Enfim, dirigido por Dominic Sena e escrito por Scott Rosenberg, é um remake de um filme de 1974 de H.B. Halicki ….RÍ! Vocês não sabiam que era um remake, certo? Pois é, nem eu sabia até uns minutos atrás.
Filme de ação, praticamente, ação com CARROS, e ladrões. É um tipico enlatado americano com perseguições, carros explodindo, e todo mundo achando isso normal. Não que o filme seja ruim, mas eu acho que faltou algo mais….ta, o Shelby Mustang GT 500 (carro que aparece no final) fez eu ver o filme, porque é o melhor carro do mundo e não invente em dizer que não.
Sério que é um filme com o Nicolas Cage?Acho que todo mundo já viu o filme, então não tem o porque eu ficar enrolando e tentando não dar spoiler, caso alguém ainda não tenha visto.
Randall “Memphis” Raines, era um ladrão de carros, não um qualquer, um BOM. Não esses que estão arrombando seu carro nesse momento apenas para levar o rádio embora, ele roubava o carro, levava para um desmanche e conseguia o dinheiro do mês, simples assim. Enfim, o cara era bom no que fazia e a policia não conseguia pegar ele.
Quando ele achou que essa profissão estava ficando ”arriscada” demais, Memphis decidiu largar essa vida e abrir um negócio próprio, menos lucrativo mas nada ilegal, e assim seguia sua vidinha monótona sem se preocupar com nada.
Mas como todo irmão caçula é idiota, o irmão de Memphis decide (sei lá porque, acho que para ele o irmão era um herói.) seguir os mesmos passos como assaltante chinelo de carros. Não era tão bom, mas conseguia fazer algumas coisas aqui e ali. Tá certo que depois ele teve que IMPLORAR ajuda do irmão, mas isso são detalhes.
Então, o puto do caçula resolve fazer um trabalho GRANDE para um tal de Calitri, um bandidão que deve ter enriquecido com a bunda sentada enquanto outras pessoas faziam o trabalho para ele. Ele devia roubar 50 carros, não qualquer fusca 67 que ele encontrasse, tinha uma LISTA de carros que ele devia roubar, os carros tinham até codinomes frescos, maioria nome de mulher.
Mas como ele é um FRANGO que não conseguiu fazer o trabalho direito, Calitri resolve fazer o famoso ”Ou faz, ou morre”. Sabendo que não ia conseguir, ele resolve pedir ajuda ao irmão Memphis. Depois de encher um pouco ele acaba convencendo que a única solução é entregar todos os carros, o problema é o tempo, 50 carros em praticamente 1 dia, claro que não vão apenas os dois com cara e coragem roubar o carro, eles conseguem toda uma EQUIPE para fazer o trabalho. Conseguem informação de onde estão os carros necessários e pronto, saem por ai atacando o povo para pegar os carros.

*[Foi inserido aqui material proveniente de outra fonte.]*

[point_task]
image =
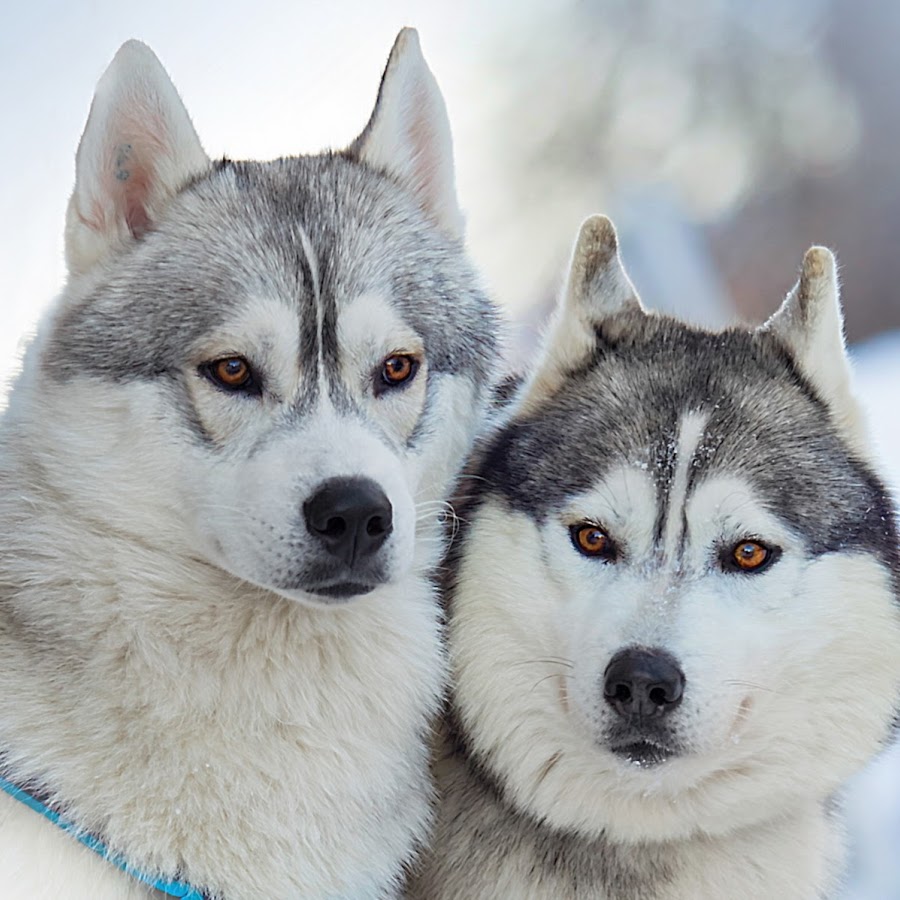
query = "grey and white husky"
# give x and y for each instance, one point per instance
(673, 623)
(221, 475)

Claro que não podia ser só assim, a polícia investiga o caso, e descobre que eles planejam fazer esse puta assalto, e começam a se programar para tentar pegar todos os putos. Principalmente o Memphis, já que ele é uma lenda. Tem até aquele antagonista policial clássico que é o detetive Roland Castlebeck.

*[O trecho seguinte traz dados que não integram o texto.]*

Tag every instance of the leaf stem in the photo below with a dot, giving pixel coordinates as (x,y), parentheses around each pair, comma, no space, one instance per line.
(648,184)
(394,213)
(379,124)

Enfim, bem simples o filme, nada demais na história.
Para mim o ponto ALTO do filme é quando o Memphis vai roubar o Shelby Mustang GT 500, ou ”Eleanor”, como era o codinome. Carro do caralho, compraria um se não fosse caro, aliás, compraria se eu tivesse DINHEIRO.

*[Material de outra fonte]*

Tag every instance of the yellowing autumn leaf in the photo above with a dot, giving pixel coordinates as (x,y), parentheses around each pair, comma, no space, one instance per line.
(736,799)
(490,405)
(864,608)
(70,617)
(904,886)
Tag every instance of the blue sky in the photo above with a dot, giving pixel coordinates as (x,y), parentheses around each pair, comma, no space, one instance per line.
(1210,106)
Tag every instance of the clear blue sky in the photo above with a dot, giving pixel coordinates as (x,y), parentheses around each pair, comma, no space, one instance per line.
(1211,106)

A parte do roubo desse carro é o ”climax” do filme, tem toda aquela perseguição hollywoodiana, com coisas explodindo, polícia, helicópteros e todas essas frescuras mais.
É um filme bom, não daqueles que deve ir pra lista de melhores filmes do ano, mas é um filmezinho assistível. Principalmente se você gostar de carros, mas não esses carros idiotas tunados a lá ”Velozes e Furiosos”, negócio é carro antigo. E Shelby Mustang GT 500.
No elenco do filme, os putos são: Nicolas Cage como ”Memphis”, Angelina Jolie como ”Sway”, Robert Durval como ”Otto”Christopher Eccleston como Raymond Vincent Calitri, Vinnie Jones como “Sphinx” e Delroy Lindo como Detetive Roland Castlebeck.